Il portale del manifesto è l’unico che vuole provare a vivere senza pubblicità. È una sfida che lanciamo insieme ai nostri lettori a tutto un modo di concepire la rete. Costruire un sito senza pubblicità (oltre ai mancati ricavi) è importante soprattutto dal punto di vista editoriale. Vuol dire costruire un sito «pulito», senza «cookie» che tracciano gli utenti (sono pezzettini nascosti di codice che registrano le vostre scelte e i vostri clic), senza strani uffici che decidono dove posizionare gli articoli per catturare i vostri occhi. Con un linguaggio adeguato e non urlato (niente titoli maiuscoli, ad esempio). Non abbiamo nessun bisogno di «tracciarvi» perché noi non vogliamo «contatti» da vendere agli inserzionisti. Non alimentiamo i commenti per attirarne altri. Vogliamo semplicemente offrirvi articoli di qualità che, se troverete interessanti oltre una certa soglia, potrete acquistare abbonandovi al prezzo più equo possibile per noi e per voi (meno di 50 centesimi al giorno, credeteci, è davvero impossibile). È una sperimentazione continua dove cerchiamo di offrirvi un «servizio» più che un «prodotto» vero e proprio. (via)

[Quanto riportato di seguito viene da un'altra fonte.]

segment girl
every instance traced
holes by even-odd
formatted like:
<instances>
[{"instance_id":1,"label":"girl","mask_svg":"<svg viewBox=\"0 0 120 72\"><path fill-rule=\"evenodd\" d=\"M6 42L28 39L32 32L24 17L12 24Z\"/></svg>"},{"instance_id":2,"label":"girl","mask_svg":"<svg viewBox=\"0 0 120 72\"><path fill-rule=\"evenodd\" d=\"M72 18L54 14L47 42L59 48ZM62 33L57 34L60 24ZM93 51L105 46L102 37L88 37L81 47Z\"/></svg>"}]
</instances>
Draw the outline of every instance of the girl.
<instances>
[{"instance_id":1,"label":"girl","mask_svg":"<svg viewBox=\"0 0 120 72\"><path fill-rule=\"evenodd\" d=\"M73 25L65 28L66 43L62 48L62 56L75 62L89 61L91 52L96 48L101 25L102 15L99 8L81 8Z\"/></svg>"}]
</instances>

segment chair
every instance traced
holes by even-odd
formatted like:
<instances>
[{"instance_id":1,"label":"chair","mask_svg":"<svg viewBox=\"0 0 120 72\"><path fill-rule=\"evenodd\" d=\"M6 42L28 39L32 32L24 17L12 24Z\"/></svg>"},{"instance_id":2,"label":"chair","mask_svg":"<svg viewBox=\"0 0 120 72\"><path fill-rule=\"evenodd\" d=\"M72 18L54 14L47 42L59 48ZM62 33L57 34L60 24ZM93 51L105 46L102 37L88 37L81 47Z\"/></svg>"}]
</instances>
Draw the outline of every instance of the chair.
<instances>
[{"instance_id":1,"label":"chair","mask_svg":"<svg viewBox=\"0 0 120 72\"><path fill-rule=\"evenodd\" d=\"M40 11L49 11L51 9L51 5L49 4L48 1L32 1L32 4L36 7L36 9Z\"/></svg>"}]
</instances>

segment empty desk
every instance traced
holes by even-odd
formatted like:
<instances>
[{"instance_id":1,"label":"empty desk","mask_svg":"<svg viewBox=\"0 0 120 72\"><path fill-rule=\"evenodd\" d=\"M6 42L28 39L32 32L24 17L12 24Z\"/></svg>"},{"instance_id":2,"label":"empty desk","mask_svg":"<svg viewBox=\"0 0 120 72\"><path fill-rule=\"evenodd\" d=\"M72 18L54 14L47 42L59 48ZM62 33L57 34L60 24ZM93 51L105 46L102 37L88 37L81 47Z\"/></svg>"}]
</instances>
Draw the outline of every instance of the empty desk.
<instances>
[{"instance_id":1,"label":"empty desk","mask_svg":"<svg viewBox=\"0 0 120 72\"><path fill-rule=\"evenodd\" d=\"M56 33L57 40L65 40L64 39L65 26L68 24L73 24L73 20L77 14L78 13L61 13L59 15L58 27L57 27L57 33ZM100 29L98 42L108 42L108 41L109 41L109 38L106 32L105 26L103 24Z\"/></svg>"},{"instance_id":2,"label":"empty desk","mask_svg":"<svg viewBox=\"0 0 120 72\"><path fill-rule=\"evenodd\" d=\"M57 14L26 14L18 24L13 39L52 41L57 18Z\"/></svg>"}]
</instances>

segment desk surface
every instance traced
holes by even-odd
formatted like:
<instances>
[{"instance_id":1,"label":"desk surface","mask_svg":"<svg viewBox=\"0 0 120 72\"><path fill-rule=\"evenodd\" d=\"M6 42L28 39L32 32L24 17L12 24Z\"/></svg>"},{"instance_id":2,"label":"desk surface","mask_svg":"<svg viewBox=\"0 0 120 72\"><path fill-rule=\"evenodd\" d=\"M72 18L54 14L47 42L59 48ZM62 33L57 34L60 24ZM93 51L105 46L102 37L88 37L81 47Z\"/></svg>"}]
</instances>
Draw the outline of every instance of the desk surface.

Del Modello Fotovoltaico, il modello di ecosistema informativo “che ho teorizzato” nel mio libro, ci sono almeno tre aspetti assolutamente non trascurabili:
- l’assenza totale di pubblicità (il pezzo da cui è tratto il brano che ho riportato, proprio per tale ragione, è intitolato “Il rumore bianco del nuovo sito del manifesto”).
- a guidare l’avventura c’è una cooperativa che ha l’obiettivo di acquistare la testata quanto questa sarà messa in vendita dai liquidatori e di diventare “un’impresa editoriale e un’esperienza politica rinnovate che avranno bisogno di un punto di riferimento per la sinistra futura”. Ed è in nome di questo progetto che chiedono il sostegno dei lettori.
- il costo dell’abbonamento, da sottoscrivere al superamento della soglia dei venti articoli settimanali, è dello stesso ordine di grandezza di quello stimato nella mia ricerca (un articolo, due centesimi di euro).
Certo, sul pluralismo ci sarebbe da ridire ma almeno siamo dalla parte giusta! Credo, quindi, ci siano buonissime ragioni perché anch’io sostenga, molto più modestamente di qualcun altro, il Manifesto. E’ inutile dire che vi raccomando di fare altrettanto.